Ontological Optimization for Latent Semantic Indexing of Arabic Corpus
Publication date: 2018
Source: Procedia Computer Science, Volume 142
Author(s): Aya M. Al-Zoghby, Khaled Shaalan
The dimensionality reduction is a critical problem in the information retrieval process. The higher dimensions directly affect the search performance in terms of Recall and Precision. The dimensionality reduction enabling the search to be semantically based instead of lexically based as the dimensions are defined in terms of the semantic concepts instead of traditional terms or keywords. Latent Semantic Indexing (LSI) is a mathematical extension of the classical Vector Space Model (VSM).

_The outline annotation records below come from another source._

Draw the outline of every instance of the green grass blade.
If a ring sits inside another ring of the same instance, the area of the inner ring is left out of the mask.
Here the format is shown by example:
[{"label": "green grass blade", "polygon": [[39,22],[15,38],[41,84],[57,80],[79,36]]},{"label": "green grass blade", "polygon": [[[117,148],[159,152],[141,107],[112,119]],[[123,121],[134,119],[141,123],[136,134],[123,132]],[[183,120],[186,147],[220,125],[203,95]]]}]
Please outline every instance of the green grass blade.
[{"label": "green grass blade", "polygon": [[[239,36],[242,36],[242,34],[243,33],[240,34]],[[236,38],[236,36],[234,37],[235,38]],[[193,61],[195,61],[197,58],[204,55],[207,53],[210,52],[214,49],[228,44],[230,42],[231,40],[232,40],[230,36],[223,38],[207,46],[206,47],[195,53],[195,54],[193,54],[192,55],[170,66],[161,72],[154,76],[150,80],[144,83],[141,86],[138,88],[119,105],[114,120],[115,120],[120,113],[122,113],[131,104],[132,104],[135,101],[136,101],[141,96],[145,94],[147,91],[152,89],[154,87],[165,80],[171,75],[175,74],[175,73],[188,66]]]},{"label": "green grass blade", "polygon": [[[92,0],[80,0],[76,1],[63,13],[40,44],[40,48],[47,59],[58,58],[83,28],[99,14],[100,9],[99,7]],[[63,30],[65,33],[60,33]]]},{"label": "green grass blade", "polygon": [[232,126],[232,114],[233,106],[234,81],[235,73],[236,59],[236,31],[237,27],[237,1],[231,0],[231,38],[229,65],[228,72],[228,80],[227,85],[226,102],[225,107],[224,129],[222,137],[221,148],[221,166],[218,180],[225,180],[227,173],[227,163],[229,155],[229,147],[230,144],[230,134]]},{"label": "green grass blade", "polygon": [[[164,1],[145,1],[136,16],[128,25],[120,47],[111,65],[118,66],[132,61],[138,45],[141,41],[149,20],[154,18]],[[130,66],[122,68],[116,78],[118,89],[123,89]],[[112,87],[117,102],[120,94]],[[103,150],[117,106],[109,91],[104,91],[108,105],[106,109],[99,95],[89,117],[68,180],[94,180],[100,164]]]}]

LSI is used to discover the latent semantic in the search space by extracting concepts from the original terms in the space. LSI is based on the Singular Value Decomposition (SVD) to reduce the dimension of the term space into a lower dimensional LSI space. In this paper, we propose a methodology for extra optimal LSI dimension reduction via two reduction levels. The first reduction level is based on an ontological conceptualization process. The Universal Wordnet ontology (UWN) is used to develop an ontological based concept space instead of the term space. As a second reduction level, the SVD is applied to the extracted concept space for getting an optimal LSI conceptualization. The experimental results of this research indicate an improvement in the search results in terms of both Precision and Recall as the proposed methodology addresses the Synonymy and Polysemy problems effectively.